La coutellerie centenaire Déglon a obtenu en juillet dernier le label Longtime qui atteste du caractère durable des produits de la marque.

Créé par la société coopérative et participative Ethikis et soutenu par l’Agence de la transition écologique (Ademe), Longtime examine la durabilité des produits à travers 41 critères en termes de longévité, réparabilité et qualité du service après-vente. La marque Déglon rejoint de grandes marques déjà labellisées telles que Nature&Découvertes, Lafuma mobilier, Santos ou encore Rowenta. Les produits Déglon labellisés sont : les couteaux Premium, Damas 67, Grand Chef, Cuisine Idéale Sabatier Deg, High Woods, Génération Y, Cuisine Massive, Oryx, Darkwood, Essentiel, Bonne Cuisine, Surclass, Profil, Degscharf, Maxifil, les couteaux my.D, Silex Color, Richelieu, Taillanderie, Poisson, Fromage, les couteaux d’office, les couteaux à steaks et Meeting ; les ustensiles de cuisine Stop’Glisse, Surclass, Empire Café, Spatules, Petits Outils culinaires.

De l’atelier de fabrication jusqu’aux cuisines professionnelles, l’audit de labellisation Déglon a mis en évidence auprès de l’organisme tiers Apave (filiale du groupe éponyme spécialisé dans la maîtrise des risques) dédié aux labellisations et certifications son savoir-faire, la robustesse de ses produits (fiabilité via des tests), leur réparabilité et leurs conditions de garantie (mise en œuvre, accessibilité, emballages et autres conseils d’utilisation). Les couteaux et les ustensiles de cuisine, garantis à vie, ont obtenu 100 % de conformité sur l’ensemble de ces critères. Une longévité due à la sélection rigoureuse des matériaux (en particulier les aciers pour les lames, les bois pour les manches etc.), au savoir-faire de fabrication, transmis de génération en génération (meulage, montage, ponçage, affilage, etc.), ainsi qu’aux contrôles rigoureux à chaque étape de fabrication.
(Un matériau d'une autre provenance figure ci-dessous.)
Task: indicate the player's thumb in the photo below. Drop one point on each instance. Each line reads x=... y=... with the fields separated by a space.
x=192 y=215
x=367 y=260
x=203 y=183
A noter par ailleurs que Déglon a mis en place l’offre Afil-Service, proposant ainsi à ses partenaires détaillants, distributeurs ou utilisateurs de faire appel à l’entreprise pour redonner vie aux tranchants de leurs couteaux. Et depuis 2017, le fabricant a initié une offre de location de couteaux et d’ustensiles auprès d’un lycée hôtelier, également accompagnée de services. Celle-ci s’étend à d’autres utilisateurs tels que des ateliers de découpe de l’industrie alimentaire par exemple. De’Longhi a également obtenu le label Longtime fin juin 2023 pour ses principales collections d’expresso broyeurs. « L’obtention de ce label réaffirme notre engagement en faveur de l’innovation et de la longévité de nos produits, explique-t-on chez De’Longhi. Cette validation est une étape importante pour De’Longhi, pour qui l’amélioration de la conception des biens commercialisés est une priorité, ainsi que le soutien à l’économie circulaire. »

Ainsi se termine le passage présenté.